On 22-10-2012, at 09:49, Roslina Zakaria wrote:
> Dear r-users,
>
> I would like to convert my Matlab code to R-code, however it dies not work
as expected. Hope somebody can help me to match Matlab and r codes.
>
> R code:
>
> rr <- function(r,cxn)
> {
> tol <- 1E-4;
>
> for(i in 1:n)
> {
> t1 <- (1+(i-1)*r)*log((1+(i-1)*r))
> t2 <- (i-1)*(1-r)*log(1-r)
> rri <- ((t1+t2)/i*log(i))-cxn
The first ( in the expression for rri is misplaced and should be moved to just
after the / by comparing to the expression for f in the Matlab code.
> rr <- rri > tol
> }
> round(rr,4)
> }
> rr1 <- rr(0.5,0.0242) ; rr1
>
What is this function supposed to do? Incomprehensible.

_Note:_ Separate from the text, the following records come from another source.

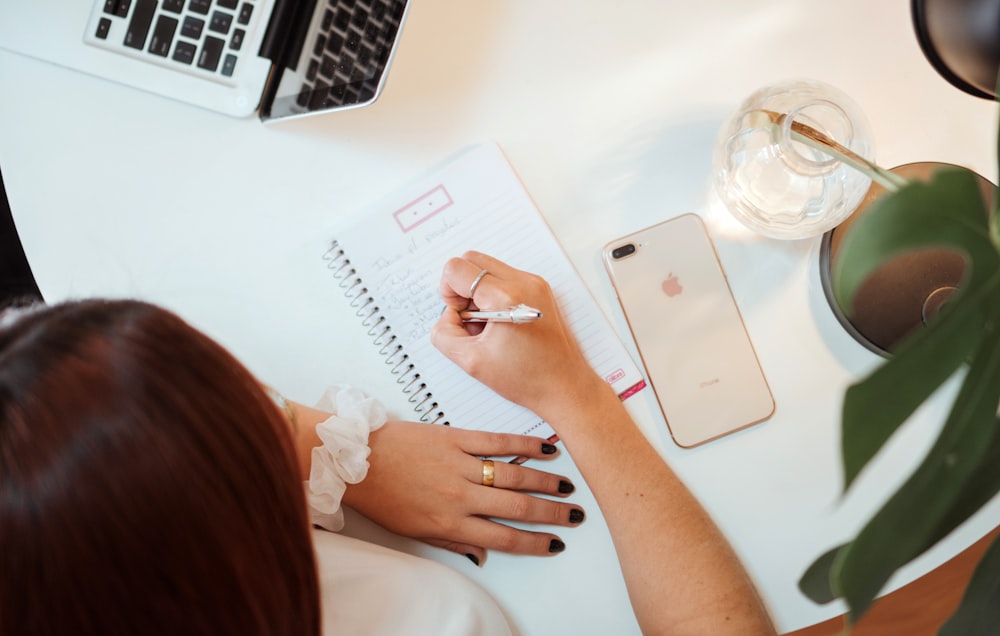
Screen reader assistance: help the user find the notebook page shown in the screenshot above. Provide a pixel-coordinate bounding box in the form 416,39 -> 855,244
335,144 -> 644,437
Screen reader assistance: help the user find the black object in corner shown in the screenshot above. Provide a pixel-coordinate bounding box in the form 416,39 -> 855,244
0,166 -> 42,306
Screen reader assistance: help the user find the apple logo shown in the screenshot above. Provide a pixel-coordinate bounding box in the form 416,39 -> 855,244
660,272 -> 684,298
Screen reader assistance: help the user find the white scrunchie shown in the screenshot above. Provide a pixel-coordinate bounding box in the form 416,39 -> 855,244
305,385 -> 386,532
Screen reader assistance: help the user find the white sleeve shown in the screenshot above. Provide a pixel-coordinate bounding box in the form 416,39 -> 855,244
305,385 -> 386,532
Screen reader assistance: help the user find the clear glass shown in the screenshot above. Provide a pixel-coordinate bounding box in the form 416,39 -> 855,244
713,80 -> 874,239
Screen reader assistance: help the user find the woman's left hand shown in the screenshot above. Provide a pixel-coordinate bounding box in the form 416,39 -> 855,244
343,422 -> 584,565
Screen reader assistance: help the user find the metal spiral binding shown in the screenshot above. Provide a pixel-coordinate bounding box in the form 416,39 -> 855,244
323,241 -> 450,426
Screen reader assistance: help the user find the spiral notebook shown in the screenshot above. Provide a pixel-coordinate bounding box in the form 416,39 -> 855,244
323,144 -> 646,438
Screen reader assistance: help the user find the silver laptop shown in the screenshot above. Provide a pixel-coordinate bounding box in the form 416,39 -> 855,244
0,0 -> 409,121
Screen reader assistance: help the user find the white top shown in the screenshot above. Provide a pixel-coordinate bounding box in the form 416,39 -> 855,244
305,386 -> 511,636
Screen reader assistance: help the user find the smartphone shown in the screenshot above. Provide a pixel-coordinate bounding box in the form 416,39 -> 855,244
603,214 -> 775,448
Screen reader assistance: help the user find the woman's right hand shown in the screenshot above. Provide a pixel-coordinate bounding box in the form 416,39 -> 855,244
431,252 -> 610,419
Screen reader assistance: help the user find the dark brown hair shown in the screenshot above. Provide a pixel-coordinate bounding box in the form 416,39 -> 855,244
0,301 -> 320,636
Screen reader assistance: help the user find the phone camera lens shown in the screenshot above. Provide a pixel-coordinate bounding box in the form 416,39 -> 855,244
611,243 -> 635,260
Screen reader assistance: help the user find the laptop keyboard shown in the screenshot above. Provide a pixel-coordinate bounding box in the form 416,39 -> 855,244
86,0 -> 257,82
296,0 -> 406,110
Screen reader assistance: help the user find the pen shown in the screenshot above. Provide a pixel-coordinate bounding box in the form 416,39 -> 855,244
459,305 -> 542,323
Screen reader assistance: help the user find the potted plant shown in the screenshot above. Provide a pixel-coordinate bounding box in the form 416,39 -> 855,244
799,120 -> 1000,635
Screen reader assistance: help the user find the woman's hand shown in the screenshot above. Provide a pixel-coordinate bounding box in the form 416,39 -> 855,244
344,422 -> 584,565
431,252 -> 616,422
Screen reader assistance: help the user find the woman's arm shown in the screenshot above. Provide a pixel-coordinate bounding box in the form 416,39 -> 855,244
432,252 -> 774,636
278,402 -> 584,565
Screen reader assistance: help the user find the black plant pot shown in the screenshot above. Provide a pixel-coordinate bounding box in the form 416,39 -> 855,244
819,163 -> 993,356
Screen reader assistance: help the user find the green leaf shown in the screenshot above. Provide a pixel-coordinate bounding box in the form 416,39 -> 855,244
938,537 -> 1000,636
799,545 -> 844,605
841,281 -> 1000,491
833,322 -> 1000,621
832,168 -> 998,315
799,420 -> 1000,612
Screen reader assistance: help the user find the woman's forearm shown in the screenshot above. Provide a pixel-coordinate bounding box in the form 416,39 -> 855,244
547,379 -> 774,636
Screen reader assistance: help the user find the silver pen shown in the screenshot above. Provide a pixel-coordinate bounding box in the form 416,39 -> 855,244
459,305 -> 542,324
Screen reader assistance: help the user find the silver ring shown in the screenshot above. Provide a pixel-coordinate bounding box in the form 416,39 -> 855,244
465,269 -> 489,298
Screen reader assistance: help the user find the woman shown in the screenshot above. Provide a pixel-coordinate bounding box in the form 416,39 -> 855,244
0,301 -> 580,635
432,252 -> 774,636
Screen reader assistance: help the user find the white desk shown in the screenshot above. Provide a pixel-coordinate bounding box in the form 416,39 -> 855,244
0,0 -> 1000,634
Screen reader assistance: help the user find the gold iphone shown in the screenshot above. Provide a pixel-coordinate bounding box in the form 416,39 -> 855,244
603,214 -> 774,448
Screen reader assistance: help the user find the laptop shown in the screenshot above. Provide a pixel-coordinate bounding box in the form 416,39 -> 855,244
0,0 -> 409,121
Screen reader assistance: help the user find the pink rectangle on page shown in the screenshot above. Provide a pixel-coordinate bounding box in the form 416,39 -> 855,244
392,185 -> 454,234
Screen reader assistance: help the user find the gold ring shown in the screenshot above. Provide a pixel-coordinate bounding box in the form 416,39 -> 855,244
483,459 -> 496,486
465,269 -> 489,298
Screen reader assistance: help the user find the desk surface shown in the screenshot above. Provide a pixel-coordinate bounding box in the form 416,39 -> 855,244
0,0 -> 1000,634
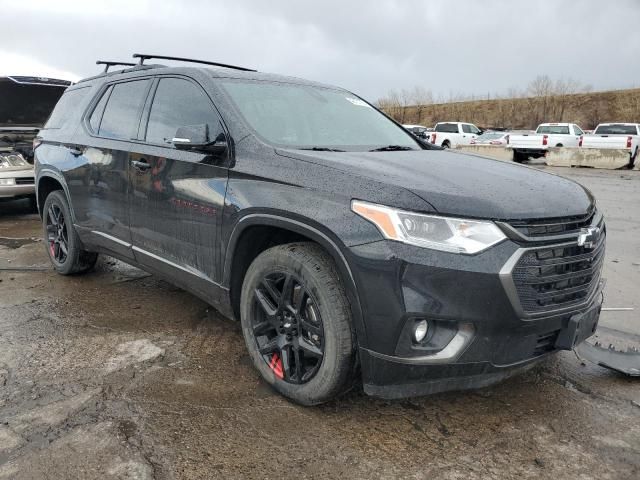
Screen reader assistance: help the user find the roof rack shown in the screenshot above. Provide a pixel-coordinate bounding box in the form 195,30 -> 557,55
133,53 -> 257,72
96,60 -> 136,73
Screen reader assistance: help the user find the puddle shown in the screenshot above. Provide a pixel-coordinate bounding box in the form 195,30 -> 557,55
0,237 -> 40,248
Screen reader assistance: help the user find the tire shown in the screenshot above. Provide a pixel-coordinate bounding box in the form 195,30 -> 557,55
42,190 -> 98,275
240,243 -> 356,405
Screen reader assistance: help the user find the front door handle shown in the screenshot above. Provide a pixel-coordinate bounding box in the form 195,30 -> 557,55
131,158 -> 151,172
69,145 -> 82,157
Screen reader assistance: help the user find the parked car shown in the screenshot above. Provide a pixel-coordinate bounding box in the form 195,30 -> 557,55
0,76 -> 71,208
581,123 -> 640,161
431,122 -> 482,148
35,55 -> 606,405
471,132 -> 509,146
403,125 -> 429,140
509,123 -> 584,161
0,146 -> 35,205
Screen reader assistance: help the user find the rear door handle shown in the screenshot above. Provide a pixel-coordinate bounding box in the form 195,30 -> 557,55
131,158 -> 151,172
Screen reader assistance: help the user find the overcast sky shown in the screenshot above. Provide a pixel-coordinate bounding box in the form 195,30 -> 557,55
0,0 -> 640,101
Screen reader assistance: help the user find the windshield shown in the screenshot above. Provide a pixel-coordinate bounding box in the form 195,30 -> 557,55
594,125 -> 638,135
536,125 -> 569,135
222,80 -> 420,151
0,153 -> 29,168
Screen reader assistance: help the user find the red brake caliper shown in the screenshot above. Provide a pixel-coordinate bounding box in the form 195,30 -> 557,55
269,353 -> 284,379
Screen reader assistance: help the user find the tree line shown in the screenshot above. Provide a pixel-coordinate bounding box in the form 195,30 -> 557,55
377,75 -> 640,129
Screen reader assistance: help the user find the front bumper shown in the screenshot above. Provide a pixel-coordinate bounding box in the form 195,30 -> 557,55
350,240 -> 603,398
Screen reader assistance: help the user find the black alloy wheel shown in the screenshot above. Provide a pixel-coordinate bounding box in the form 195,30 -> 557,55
46,204 -> 69,264
251,272 -> 324,384
40,190 -> 98,275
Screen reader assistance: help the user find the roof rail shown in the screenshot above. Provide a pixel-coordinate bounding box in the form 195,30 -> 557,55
133,53 -> 257,72
96,60 -> 136,73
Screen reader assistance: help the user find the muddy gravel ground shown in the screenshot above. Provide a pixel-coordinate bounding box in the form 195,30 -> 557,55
0,169 -> 640,479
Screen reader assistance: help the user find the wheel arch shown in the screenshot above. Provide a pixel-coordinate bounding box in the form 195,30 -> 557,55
36,169 -> 76,223
222,213 -> 366,346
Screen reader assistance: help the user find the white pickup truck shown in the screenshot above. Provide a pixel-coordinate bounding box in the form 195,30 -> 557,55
582,123 -> 640,161
509,123 -> 584,161
430,122 -> 482,148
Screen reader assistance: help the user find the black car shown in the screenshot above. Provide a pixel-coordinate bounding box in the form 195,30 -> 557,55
35,55 -> 606,405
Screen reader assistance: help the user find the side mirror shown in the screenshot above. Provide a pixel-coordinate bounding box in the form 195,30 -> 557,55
171,123 -> 227,153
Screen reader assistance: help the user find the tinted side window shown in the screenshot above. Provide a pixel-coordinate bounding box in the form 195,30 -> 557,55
44,87 -> 89,128
147,78 -> 222,144
98,80 -> 149,140
436,123 -> 458,133
89,87 -> 112,132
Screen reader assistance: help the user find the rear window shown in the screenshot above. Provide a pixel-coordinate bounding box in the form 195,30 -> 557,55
98,79 -> 149,140
44,87 -> 89,128
436,123 -> 458,133
536,125 -> 569,135
594,124 -> 638,135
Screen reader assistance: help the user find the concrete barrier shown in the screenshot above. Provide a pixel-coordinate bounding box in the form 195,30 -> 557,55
455,145 -> 513,162
545,147 -> 631,170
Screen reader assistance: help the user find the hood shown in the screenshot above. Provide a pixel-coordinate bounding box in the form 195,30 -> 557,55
278,149 -> 594,220
0,76 -> 71,130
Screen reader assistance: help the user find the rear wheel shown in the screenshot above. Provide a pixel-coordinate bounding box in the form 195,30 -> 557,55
240,243 -> 355,405
42,190 -> 98,275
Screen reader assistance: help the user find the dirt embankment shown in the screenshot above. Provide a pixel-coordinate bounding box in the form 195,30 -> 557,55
385,88 -> 640,129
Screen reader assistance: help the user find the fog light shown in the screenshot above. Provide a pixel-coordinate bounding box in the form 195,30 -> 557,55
413,320 -> 429,343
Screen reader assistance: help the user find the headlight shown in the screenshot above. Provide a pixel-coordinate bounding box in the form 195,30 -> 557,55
351,200 -> 506,255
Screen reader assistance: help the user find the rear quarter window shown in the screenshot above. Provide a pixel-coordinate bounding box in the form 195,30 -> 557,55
593,124 -> 638,135
536,125 -> 569,135
44,87 -> 89,128
98,79 -> 150,140
436,123 -> 458,133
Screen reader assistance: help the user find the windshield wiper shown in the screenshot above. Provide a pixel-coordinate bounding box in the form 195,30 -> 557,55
298,147 -> 346,152
369,145 -> 414,152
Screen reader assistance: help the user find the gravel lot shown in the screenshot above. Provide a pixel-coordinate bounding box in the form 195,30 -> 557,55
0,169 -> 640,479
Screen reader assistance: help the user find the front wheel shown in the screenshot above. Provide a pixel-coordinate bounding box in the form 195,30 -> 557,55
42,190 -> 98,275
240,243 -> 355,405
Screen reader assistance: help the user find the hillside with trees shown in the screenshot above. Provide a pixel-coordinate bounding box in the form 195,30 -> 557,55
378,75 -> 640,129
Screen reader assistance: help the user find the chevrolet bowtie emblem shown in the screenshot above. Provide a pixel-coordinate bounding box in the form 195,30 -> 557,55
578,227 -> 600,249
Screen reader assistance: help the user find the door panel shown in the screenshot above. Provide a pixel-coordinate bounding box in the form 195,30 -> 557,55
129,146 -> 227,281
128,77 -> 228,284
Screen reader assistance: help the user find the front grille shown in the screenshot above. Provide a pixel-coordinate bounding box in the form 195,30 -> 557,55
512,229 -> 606,314
16,177 -> 35,185
510,209 -> 596,238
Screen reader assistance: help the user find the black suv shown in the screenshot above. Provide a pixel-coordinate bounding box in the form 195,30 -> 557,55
35,55 -> 605,405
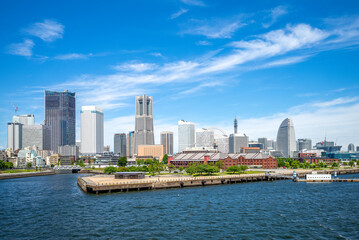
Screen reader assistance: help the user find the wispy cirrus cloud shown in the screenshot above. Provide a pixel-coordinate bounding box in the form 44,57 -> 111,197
7,39 -> 35,57
170,8 -> 188,19
181,0 -> 206,7
45,19 -> 359,112
23,19 -> 65,42
54,53 -> 93,60
262,6 -> 288,28
182,19 -> 246,39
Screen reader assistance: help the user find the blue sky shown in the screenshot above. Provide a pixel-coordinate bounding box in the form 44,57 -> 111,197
0,0 -> 359,149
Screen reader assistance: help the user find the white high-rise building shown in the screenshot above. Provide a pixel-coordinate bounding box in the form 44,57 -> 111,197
277,118 -> 297,157
12,114 -> 35,126
178,120 -> 195,152
7,123 -> 23,151
214,135 -> 229,153
81,106 -> 104,154
161,131 -> 173,155
196,128 -> 214,148
228,133 -> 249,153
134,95 -> 155,154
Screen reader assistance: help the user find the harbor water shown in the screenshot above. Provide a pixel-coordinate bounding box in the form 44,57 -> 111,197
0,174 -> 359,239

In the for with i rri is compared to tol and rr becomes a logical.
After the loop is finished rr is equal to the last value of rr for i==n.
So you could just as well have set i to n and then you could dispense with the
for loop.
Why is the function returning round(rr,4) when rr is a logical?
>
> Matlab code:
>
> function F = cxncnr(r)
> n = 4;
> % terms
> t1 = (1+(n-1)*r)*log((1+(n-1)*r));
> t2 = (n-1)*(1-r)*log(1-r);
>
> %f = term - cxn
> f = (t1+t2)/(n*log(n)) - 0.05011007
>
> F = [f];
> % r0 = [0.5] ; r = fsolve(@cxncnr,r0)
From this code I gather that you are trying to solve an equation with one
variable.
Some code:
cxncnr <- function(r) {
n <- 4
t1 <- (1+(n-1)*r)*log((1+(n-1)*r))
t2 <- (n-1)*(1-r)*log(1-r)
X <- (t1+t2)/(n*log(n)) - 0.05011007
X
}
# a plot to determine endpoints
curve(cxncnr,from=0.0,to=.5)
sol <- uniroot(cxncnr,c(.01,.50))
sol
cxncnr(sol$root)
Berend